Thursday, 30 June 2022

Do three year olds recognise the McDonalds logo before they know their own name?

I was at a sugar industry conference yesterday on a panel with somebody from Jamie Oliver's pressure group Biteback 2030. I'm afraid that some of the things he said made me laugh out loud, none more so than his claim that more three year olds recognise the McDonalds logo than know their own name.

This was a new one to me, but a quick internet search showed that a very similar claim has been around for a while. In 2005, the Guardian said:
Half of all children aged four don't know their own name - but two thirds of three-year-olds can recognise the McDonald's golden arches.

The article further reckoned that...

The value of indirect marketing - ads that are not made expressly for kids but are seen by them anyway - runs into the hundreds of millions. The result is that today's average British child is familiar with up to 400 brand names by the time they reach the age of 10. Researchers report that our children are more likely to recognise Ronald McDonald and the Nike swoosh than Jesus. One study found that 69% of all three-year-olds could identify the McDonald's golden arches - while half of all four-year-olds did not know their own name.
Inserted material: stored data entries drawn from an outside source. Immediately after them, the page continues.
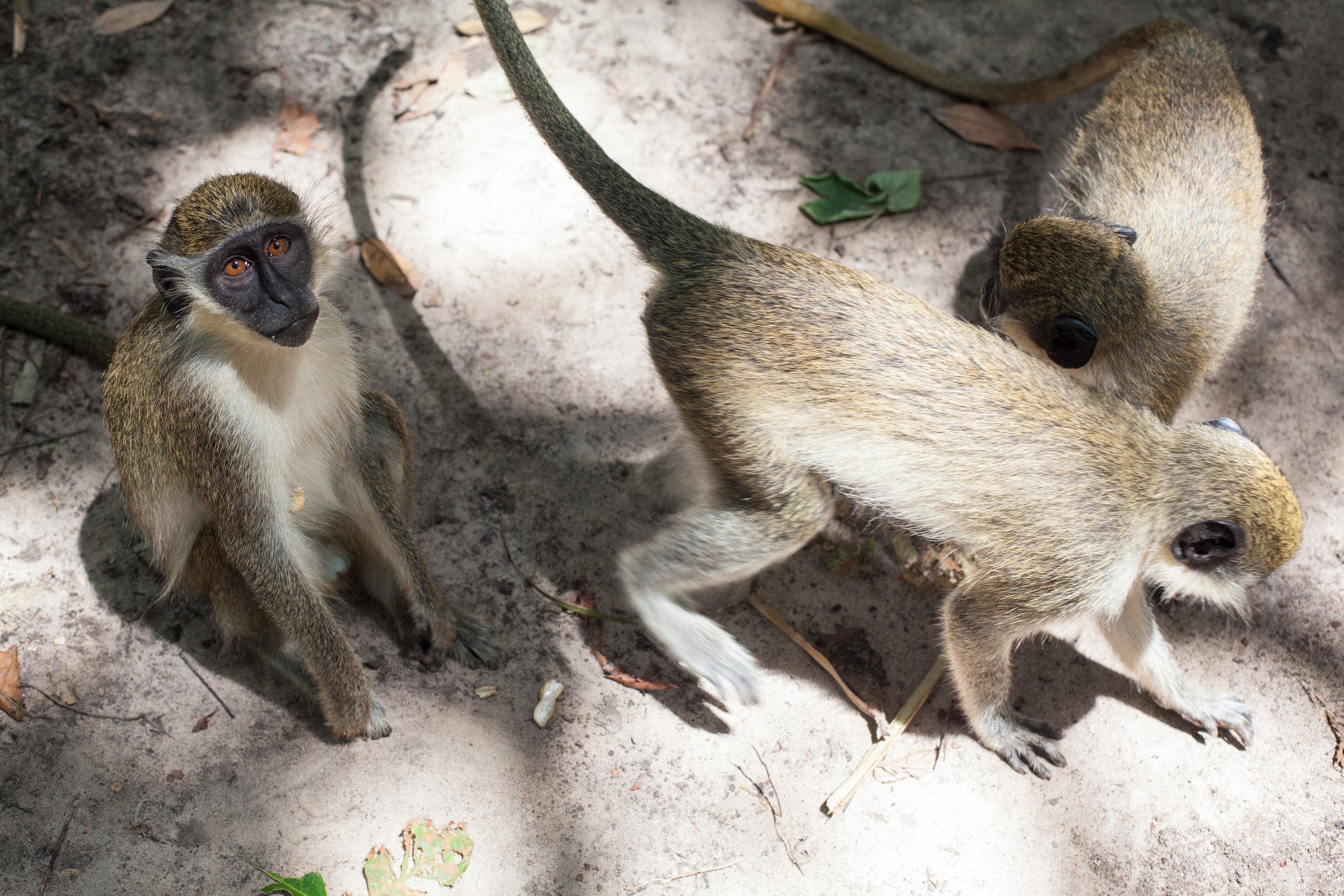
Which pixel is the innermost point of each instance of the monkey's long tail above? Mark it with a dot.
(84, 339)
(659, 227)
(1100, 63)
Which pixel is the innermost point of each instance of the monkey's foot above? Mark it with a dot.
(378, 726)
(703, 647)
(1019, 741)
(1213, 711)
(475, 645)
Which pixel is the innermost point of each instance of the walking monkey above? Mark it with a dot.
(799, 378)
(1146, 278)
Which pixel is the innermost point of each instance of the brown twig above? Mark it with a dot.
(1100, 63)
(46, 441)
(770, 81)
(840, 797)
(690, 873)
(55, 854)
(773, 615)
(208, 684)
(776, 813)
(143, 716)
(1280, 275)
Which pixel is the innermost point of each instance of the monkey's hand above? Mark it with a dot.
(1213, 711)
(1019, 741)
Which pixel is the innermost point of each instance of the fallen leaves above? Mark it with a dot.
(429, 852)
(390, 268)
(11, 700)
(526, 19)
(886, 192)
(983, 125)
(131, 15)
(297, 127)
(423, 92)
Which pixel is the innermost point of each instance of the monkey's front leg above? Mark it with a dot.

This factoid also seems to have appeared in the 2002 book Fast Food Nation. I don't have a copy of it, but the press release makes the (more modest) claim that: 
Children often recognize the McDonald's logo before they recognize their own name.

The same claim was made in an undated BBC radio show.
I can believe that more three or four year olds might recognise popular logos before they can write or read their own name for the simple reason that children of this age cannot usually read or write. But know their own name?! It seems rather implausible so I set about looking for the evidence.
I struggled, to be honest. This study, based on interviewing 38 Australian children aged between 3 and 5 found 62% of them recognised popular fast food logos. But that was published in 2010 so it can't be what the Guardian was talking about.

The nearest thing I can find published before 2002 is this study in JAMA from 1991 which found that 81.7% of US children aged 3 to 5 recognised the McDonalds logo, making it the most recognisable logo to kids of this age after the Disney Channel. 

This probably isn't the study mentioned in the Guardian, but it's fair to say that a majority of 3-5 year olds (but not necessarily 3 year olds) can recognise the golden arches.

So when do children start to know their own name? I can't find any academic references, but it's not the kind of thing any parent needs to Google. It happens in the first year, usually between four and nine months. It is safe to say that approximately 100 per cent of kids know their own name by the time they are four years old.

If any readers can help me out by finding the relevant study (if it exists), please do, but it looks to me like this claim is a load of nonsense. Perhaps it started with the trivial statement that most young children who can't read can recognise images and became mangled over time until it turned into a claim that is obviously untrue.